Local AI & Automation Briefing for Monday, May 11th, 2026. I'm Bob, and this is your daily update on running AI on your own hardware.

The big sentiment shift this week: Hacker News front-paged "Local AI Needs to Be the Norm" at nearly eight hundred points and hundreds of comments. The post argues that running models on your own hardware isn't just a hobby — it's a necessity for privacy, sovereignty, and resilience as AI embeds deeper into everything. Right below it on the front page: a practical guide to running local models on an M4 Mac with just twenty-four gigs of memory. The community is voting with its clicks.

Ahmad Osman hosted the first Local AI Get-Together in San Francisco — and by all accounts it was a massive success, pulling in nearly three hundred likes and dozens of replies. Ahmad's articles are being called "the syllabus" for AI engineers who want to understand the full stack from hardware to agents. Separately, 0xSero posted about running "Droid pi and opencode" — combining a Raspberry Pi with OpenCode's provider abstraction layer — noting it "costs nothing to" run local AI agents on hardware you probably already have lying around. Two different ends of the spectrum, same conclusion: local is viable.

Unsloth AI's collaboration with NVIDIA is still the talk of the homelab community. Their guide on making LLM training twenty-five percent faster on home GPUs — packed-sequence metadata caching, double-buffered checkpoint reloads, and faster Mixture of Experts routing — has racked up nearly a thousand likes. Even more popular: their guide on running open LLMs as coding agents inside Claude Code, Codex, and OpenClaw, using Gemma 4 and Qwen 3.6 GGUFs with self-healing tool calls and web search on as little as twenty-four gigs of RAM. Over thirteen hundred likes. The message is clear: local agentic coding has arrived.

EXO Labs is actively surveying the community about where local AI is falling short, gathering requirements for their next release. Their May 8th post — "When was your first time trying local AI? Were you surprised or disappointed?" — generated dozens of detailed responses. The EXO framework is open-source under Apache 2.0 now, and the team is clearly listening before building. Cocktailpeanut at Pinokio is pushing the MLX image generation front, setting 2048-by-2048 as the default resolution and telling users to tweak dimensions for speed gains on Apple Silicon.

Let's talk hardware. The RTX 5090 market has stabilized beautifully.
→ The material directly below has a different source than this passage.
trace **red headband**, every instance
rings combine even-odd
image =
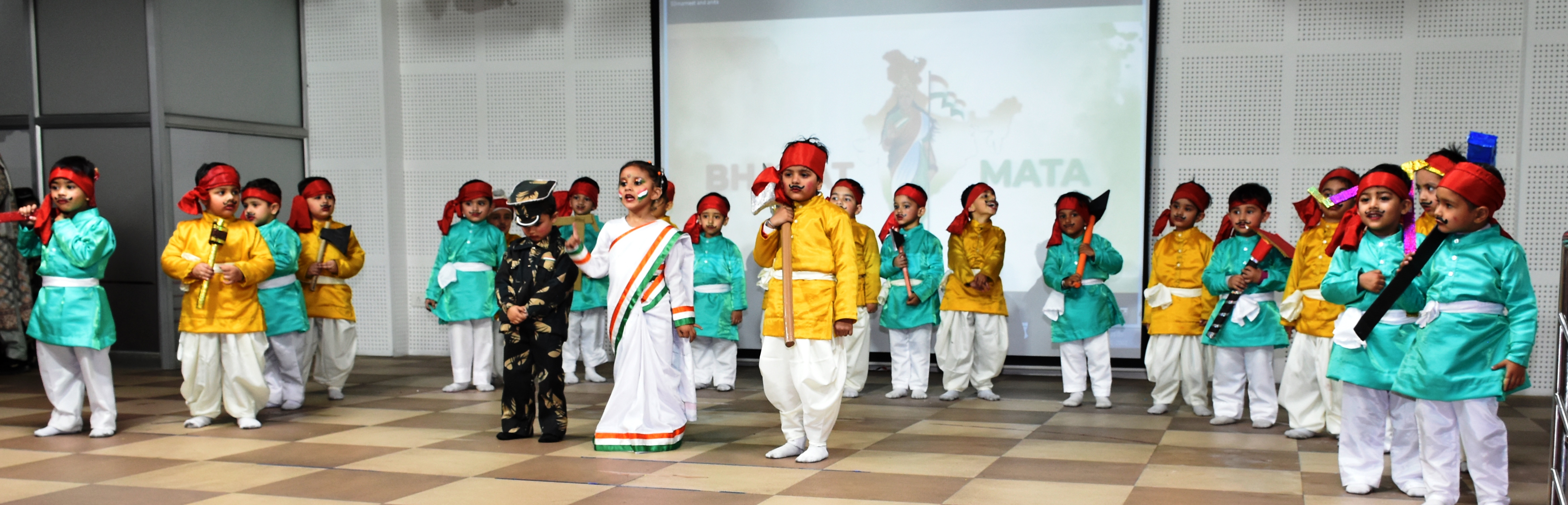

Best Buy has ASUS ROG Astral at $3,899, MSI Gaming Trio OC at $3,599, Gigabyte Gaming OC at $3,588. Amazon has open-box MSI Ventus 3X units dipping to $2,937 in good condition. The scalper frenzy is over — this is the normal market we've been waiting for.

The RTX PRO 6000 Blackwell with ninety-six gigs of GDDR7 ECC memory is shipping and in active use. Pricing lands around $8,000 to $8,500 per card. Early benchmarks show DeepSeek V4 Flash running at fifteen to twenty-one tokens per second — and ComfyUI workloads running three to five times faster than on consumer cards. This is the ultimate local inference card if you can stomach the price. Full Threadripper PRO builds with one card start around thirty-eight thousand dollars in Japan.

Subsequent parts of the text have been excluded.